Discussion Questions

Use these questions to spark conversation before, during, or after reading:

  1. Why does everyone run away from the Stinky Cheese Man? What would you do if you met him?
  2. The narrator Jack keeps trying to tell stories but things keep going wrong. Have you ever had a plan fall apart in a funny way?
  3. The book plays tricks on the reader — the table of contents falls on a character, and the dedication page is upside down. Why do you think the author and illustrator did those things?
  4. Which of the 'fairly stupid tales' in the book was your favorite, and why?
  5. If you could make up your own silly version of a fairy tale, which one would you choose and what would you change?

Content Notes for Parents

There are no scary, violent, or emotionally difficult elements in this book. The humor is absurdist and silly throughout, and while some jokes involve minor chaos (characters getting squashed by a table of contents, stories ending abruptly), everything is played entirely for laughs with no distressing consequences.

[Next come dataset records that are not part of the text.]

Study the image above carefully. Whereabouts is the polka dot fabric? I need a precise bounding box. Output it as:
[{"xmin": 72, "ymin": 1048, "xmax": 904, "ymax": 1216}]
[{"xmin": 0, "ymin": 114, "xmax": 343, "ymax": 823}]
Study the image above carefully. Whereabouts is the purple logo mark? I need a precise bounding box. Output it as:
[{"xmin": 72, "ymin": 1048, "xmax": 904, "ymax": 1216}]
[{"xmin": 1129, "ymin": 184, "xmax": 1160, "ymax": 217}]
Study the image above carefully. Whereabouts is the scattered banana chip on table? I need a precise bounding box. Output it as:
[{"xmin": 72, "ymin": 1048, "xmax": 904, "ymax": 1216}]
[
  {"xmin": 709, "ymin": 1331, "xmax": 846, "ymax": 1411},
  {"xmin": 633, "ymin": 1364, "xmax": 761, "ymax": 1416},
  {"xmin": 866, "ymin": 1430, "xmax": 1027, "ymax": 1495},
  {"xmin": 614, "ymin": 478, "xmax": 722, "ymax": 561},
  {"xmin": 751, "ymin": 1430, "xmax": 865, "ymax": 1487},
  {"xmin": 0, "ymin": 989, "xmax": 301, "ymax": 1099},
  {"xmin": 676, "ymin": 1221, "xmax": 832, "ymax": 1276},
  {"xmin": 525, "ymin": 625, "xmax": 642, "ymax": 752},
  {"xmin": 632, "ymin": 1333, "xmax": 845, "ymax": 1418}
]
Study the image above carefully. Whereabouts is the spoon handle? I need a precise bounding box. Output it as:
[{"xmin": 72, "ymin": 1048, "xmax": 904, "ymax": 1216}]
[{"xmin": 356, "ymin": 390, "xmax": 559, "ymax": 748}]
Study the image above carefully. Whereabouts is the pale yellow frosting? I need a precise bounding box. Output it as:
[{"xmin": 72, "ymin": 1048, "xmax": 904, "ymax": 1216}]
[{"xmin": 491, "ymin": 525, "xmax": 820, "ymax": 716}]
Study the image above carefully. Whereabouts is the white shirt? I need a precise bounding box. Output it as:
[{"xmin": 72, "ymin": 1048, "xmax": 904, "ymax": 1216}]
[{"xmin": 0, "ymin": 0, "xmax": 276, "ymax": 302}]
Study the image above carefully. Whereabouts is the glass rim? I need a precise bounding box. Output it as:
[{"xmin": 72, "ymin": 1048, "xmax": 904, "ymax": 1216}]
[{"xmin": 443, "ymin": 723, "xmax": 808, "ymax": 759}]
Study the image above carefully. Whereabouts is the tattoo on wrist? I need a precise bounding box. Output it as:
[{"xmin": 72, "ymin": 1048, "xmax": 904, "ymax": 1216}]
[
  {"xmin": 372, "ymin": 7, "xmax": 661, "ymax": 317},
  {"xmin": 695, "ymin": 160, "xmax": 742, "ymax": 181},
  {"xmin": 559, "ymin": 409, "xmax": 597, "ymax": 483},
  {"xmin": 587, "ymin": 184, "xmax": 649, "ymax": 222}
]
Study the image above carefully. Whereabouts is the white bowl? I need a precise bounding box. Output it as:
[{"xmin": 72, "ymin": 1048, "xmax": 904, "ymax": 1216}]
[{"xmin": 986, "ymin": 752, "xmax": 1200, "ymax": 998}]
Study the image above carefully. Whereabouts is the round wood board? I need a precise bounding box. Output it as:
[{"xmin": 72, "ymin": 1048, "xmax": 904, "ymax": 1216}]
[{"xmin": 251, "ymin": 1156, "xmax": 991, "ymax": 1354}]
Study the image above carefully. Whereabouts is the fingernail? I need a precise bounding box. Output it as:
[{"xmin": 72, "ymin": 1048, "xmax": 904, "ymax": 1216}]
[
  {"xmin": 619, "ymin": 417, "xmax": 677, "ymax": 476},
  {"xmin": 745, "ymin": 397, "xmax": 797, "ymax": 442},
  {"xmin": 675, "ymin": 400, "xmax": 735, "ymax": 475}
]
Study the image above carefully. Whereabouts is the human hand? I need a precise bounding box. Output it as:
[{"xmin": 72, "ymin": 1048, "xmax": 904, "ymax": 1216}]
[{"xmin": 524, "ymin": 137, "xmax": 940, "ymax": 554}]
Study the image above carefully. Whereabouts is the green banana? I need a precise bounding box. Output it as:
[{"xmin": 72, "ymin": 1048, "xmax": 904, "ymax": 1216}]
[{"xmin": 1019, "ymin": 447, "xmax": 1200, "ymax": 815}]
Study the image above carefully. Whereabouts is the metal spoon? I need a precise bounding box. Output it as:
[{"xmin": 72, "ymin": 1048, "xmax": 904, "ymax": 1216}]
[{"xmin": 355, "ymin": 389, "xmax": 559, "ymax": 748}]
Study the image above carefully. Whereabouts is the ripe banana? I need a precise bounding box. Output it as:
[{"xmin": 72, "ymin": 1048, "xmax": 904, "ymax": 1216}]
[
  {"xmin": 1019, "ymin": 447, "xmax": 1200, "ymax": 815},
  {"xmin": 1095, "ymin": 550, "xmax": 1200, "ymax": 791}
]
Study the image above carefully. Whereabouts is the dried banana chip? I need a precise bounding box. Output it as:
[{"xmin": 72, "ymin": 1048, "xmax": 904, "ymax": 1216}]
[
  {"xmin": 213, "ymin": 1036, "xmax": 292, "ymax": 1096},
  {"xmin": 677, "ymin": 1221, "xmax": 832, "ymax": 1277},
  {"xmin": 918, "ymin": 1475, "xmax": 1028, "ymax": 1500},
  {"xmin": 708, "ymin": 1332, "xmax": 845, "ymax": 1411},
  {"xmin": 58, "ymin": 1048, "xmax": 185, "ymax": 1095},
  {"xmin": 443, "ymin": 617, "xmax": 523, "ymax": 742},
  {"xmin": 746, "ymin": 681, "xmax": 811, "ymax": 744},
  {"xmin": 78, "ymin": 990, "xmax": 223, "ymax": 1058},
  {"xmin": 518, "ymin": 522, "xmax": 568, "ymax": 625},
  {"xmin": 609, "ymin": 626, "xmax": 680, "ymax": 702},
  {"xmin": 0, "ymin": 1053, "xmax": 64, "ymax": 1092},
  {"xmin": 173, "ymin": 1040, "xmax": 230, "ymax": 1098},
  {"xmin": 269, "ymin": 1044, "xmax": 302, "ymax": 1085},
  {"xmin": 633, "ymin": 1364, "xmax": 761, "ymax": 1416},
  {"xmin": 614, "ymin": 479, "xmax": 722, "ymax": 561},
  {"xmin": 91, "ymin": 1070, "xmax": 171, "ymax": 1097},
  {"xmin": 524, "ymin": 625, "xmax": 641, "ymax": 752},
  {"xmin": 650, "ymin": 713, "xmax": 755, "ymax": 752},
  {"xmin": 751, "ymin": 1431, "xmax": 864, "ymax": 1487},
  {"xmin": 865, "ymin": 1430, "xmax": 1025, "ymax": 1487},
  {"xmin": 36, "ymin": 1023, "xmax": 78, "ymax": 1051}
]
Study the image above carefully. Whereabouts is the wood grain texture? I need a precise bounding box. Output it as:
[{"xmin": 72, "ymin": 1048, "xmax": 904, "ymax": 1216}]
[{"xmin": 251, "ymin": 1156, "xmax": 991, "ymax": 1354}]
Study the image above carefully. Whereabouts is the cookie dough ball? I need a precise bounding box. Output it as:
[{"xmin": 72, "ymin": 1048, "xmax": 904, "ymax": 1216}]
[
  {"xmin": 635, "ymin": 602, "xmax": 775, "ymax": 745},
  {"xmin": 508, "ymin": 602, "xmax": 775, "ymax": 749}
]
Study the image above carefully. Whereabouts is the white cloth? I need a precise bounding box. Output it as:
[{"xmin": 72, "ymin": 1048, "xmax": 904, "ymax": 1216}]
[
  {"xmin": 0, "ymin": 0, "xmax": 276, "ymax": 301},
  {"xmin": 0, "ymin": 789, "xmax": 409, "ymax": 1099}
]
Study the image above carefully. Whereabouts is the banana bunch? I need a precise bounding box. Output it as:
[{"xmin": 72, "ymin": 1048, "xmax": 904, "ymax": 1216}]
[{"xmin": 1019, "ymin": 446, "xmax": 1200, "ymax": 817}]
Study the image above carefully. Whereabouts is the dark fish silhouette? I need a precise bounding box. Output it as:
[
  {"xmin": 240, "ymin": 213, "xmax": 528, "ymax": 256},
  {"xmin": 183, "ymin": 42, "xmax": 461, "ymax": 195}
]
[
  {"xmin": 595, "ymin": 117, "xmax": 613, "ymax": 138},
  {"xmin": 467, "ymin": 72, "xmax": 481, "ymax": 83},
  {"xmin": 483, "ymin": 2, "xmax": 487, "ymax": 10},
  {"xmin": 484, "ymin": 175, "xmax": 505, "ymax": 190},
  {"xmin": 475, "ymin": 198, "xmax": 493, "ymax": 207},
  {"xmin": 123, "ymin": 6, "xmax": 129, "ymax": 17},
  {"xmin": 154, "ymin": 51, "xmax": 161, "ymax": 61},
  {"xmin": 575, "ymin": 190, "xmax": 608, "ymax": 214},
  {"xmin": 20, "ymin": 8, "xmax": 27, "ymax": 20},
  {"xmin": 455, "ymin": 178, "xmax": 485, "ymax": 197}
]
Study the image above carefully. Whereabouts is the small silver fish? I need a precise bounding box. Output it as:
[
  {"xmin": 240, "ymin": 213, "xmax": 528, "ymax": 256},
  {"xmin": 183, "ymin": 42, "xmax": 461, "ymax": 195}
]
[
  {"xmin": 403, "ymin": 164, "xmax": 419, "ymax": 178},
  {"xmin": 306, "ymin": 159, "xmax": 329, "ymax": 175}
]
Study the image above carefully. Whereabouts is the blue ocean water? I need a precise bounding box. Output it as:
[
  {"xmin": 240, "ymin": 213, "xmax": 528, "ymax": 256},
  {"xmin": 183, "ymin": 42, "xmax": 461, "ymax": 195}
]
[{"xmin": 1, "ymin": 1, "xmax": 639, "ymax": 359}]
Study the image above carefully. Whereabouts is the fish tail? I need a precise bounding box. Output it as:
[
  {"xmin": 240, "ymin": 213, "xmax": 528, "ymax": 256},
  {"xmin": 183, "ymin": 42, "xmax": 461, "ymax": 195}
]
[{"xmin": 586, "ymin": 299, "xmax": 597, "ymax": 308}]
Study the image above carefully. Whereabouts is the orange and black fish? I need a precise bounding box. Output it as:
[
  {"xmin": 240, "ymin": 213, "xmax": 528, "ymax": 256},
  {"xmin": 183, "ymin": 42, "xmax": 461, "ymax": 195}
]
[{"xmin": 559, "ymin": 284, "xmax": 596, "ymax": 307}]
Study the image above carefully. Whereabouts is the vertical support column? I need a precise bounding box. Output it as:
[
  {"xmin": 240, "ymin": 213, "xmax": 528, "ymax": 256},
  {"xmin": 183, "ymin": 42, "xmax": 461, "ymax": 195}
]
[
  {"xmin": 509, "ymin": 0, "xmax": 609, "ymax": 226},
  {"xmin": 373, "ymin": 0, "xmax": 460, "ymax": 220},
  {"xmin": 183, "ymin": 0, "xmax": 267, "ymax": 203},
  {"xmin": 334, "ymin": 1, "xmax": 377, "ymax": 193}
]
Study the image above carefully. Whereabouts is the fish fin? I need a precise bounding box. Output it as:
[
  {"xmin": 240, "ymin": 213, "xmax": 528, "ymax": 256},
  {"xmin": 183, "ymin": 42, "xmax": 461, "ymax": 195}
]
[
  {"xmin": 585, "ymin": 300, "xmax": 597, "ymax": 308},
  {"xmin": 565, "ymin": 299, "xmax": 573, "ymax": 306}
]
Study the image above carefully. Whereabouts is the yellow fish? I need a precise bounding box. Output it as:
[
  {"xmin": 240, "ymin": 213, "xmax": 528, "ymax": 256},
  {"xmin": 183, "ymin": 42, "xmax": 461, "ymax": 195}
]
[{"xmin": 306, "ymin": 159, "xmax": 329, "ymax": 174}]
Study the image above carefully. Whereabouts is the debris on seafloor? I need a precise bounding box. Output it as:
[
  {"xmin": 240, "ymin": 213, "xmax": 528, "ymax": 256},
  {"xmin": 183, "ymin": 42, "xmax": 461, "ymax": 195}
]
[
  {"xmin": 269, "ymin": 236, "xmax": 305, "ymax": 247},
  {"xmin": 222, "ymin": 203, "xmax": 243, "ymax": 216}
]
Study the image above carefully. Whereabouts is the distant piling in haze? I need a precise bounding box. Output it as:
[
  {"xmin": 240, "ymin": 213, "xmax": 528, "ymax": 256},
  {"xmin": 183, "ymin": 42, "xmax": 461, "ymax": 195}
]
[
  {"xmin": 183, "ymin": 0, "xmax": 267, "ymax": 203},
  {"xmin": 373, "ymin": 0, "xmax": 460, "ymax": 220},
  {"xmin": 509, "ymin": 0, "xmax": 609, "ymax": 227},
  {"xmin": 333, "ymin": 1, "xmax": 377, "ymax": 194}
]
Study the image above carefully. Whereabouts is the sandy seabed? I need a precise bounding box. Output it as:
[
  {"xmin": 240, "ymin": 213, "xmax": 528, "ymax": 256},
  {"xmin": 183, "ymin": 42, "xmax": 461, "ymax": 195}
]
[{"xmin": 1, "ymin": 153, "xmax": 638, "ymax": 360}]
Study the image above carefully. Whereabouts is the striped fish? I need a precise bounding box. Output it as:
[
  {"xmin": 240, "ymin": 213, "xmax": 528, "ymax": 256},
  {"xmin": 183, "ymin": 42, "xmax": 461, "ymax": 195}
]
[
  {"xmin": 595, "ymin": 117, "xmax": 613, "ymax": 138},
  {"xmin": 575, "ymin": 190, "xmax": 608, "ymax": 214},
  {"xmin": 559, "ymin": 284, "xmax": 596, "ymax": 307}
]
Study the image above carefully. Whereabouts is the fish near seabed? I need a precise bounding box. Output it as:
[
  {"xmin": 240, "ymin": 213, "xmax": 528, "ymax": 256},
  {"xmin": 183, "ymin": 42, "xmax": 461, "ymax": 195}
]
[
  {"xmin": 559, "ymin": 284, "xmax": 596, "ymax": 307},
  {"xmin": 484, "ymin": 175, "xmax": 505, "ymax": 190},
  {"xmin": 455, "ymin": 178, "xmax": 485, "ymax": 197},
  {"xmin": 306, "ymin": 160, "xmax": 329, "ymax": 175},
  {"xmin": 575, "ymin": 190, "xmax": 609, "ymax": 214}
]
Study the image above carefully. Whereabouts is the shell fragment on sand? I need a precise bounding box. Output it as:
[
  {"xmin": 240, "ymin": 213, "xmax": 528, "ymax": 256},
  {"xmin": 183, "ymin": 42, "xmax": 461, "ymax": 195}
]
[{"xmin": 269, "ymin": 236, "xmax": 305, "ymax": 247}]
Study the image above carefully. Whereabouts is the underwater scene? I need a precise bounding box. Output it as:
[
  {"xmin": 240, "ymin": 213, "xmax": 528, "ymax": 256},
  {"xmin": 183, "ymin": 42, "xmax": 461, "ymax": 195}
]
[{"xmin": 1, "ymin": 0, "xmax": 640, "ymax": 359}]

Frequently Asked Questions

What age is this book really best for?

The book is shelved for ages 4-7 but the postmodern humor lands most fully for children around 6-9 who already have fairy tale knowledge to draw on. Younger children who love silliness can still enjoy the physical comedy and the Stinky Cheese Man himself, but the structural jokes — the upside-down dedication, the table of contents as a plot device — will mostly be caught by older readers.

Do kids need to know the original fairy tales first?

They do not need to, but knowing the originals makes the book significantly funnier. If your child is not yet familiar with the Gingerbread Man, Cinderella, or Jack and the Beanstalk, it is worth reading one or two of those first. The parody works by contrast — the bigger the gap between expectation and what actually happens, the funnier it lands.

Is the humor appropriate — is anything mean-spirited or gross?

The humor is firmly in the silly-absurdist camp. The Stinky Cheese Man is smelly, which some younger children find hilarious and others find mildly gross — but it never tips into genuinely crude territory. Nothing in the book is mean-spirited, and no characters are harmed in any emotionally resonant way. It is a very safe book from a content standpoint.

What books would we enjoy next if we loved this one?

Jon Scieszka's The True Story of the 3 Little Pigs is a natural next read — same author, same fairy-tale-subversion sensibility. The Fractured Fairy Tales tradition more broadly (including books by authors like Eugene Trivizas or Lauren Child) scratches the same itch. For Lane Smith's illustration style, Grandpa Green or It's a Book showcase his distinctive visual approach.

Can this be used in a classroom setting?

Yes, and it works exceptionally well. Teachers use it to introduce concepts like point of view, narrator reliability, and book anatomy (what is a table of contents, what does a dedication do). It is also frequently used as a springboard for children writing their own fractured fairy tales. The book is short enough to read in a single sitting but dense enough to discuss across multiple sessions.